Promising Strategies: Using Multiple Entry Points

Strategy 1: Use Early Childhood Services as a Point of Entry to:

  • Integrate behavioral service teams into primary health care, child care, and Head Start settings.
  • Build a statewide system of behavioral supports for young children and families.
  • Increase the skills and competencies of early childhood staff to address multineed families.

Strategy 2: Use Substance Abuse, Mental Health, and Domestic Violence Services as a Point of Entry to:

  • Integrate intensive early childhood and family-focused services in alcohol and other substance abuse and mental health settings.

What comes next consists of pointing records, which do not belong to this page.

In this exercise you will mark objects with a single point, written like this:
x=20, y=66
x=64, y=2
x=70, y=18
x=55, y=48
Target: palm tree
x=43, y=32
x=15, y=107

Strategy 3: Identify Potential Opportunities to Use Welfare Agencies as a Point of Entry to:

  • Connect “child only” cases with appropriate prevention, treatment, and support services.
  • Address the needs of both custodial and noncustodial fathers affected by substance abuse, violence, and mental health issues, as well as mothers.
  • Use welfare-related dollars to promote integrated behavioral and child development activities for the most stressed young children and families.
  • Bring TANF, early childhood, substance abuse, mental health, and domestic violence staff together.

Implications For Action

  • Regardless of the auspice, funding stream, or the system entry point, program approaches should: help with parenting, provide developmentally appropriate child care, and facilitate access to on-going health care as well as, for the adults, work-related and treatment strategies and, if necessary, therapeutic interventions for the children.
  • Entry points for a support system for this population of young children and families are found in every community. Building blocks that must be connected together include: the network of early childhood services, behavioral services (including mental health and substance abuse agencies, domestic violence agencies, and homeless shelters), and child welfare and other agencies charged with implementing welfare reform. New partnerships and coalitions hold the key to better services.
  • The policy and funding challenges cannot be minimized. Barriers include lack of funding for children whose behaviors do not reach diagnosable thresholds, difficulty in integrating federal programs across categorical funding, and the lack of systematic focus in the federal children’s mental health program on high-risk young children.
  • Even with constraints, communities and agencies can blend funds using quality child care funds, mental health and substance abuse funds, and TANF dollars.
    • Research on the cost and impact of prevention and early interventions on behalf of the most vulnerable young children lags far behind the problem.

Key Recommendations

  • Strengthen the capacity within the early childhood community (including Head Start, Early Head Start, child care, preschool, home visiting programs, resource and referral agencies, and family resource programs) to serve the most vulnerable young children and their families in the context of welfare reform.
  • Enhance adult-focused substance abuse, mental health, and domestic violence services to better meet the needs of the most vulnerable young children and their families in the context of welfare reform.
  • Use welfare reform as a catalyst to address the needs of  hard-to serve adults on, transitioning off, seeking to stay off, or sanctioned under TANF and their young children.
  • Create federal legislative and other incentives to develop strong policy and research agendas to promote cost-effective prevention and treatment for the most vulnerable young children and their families in the context of welfare reform.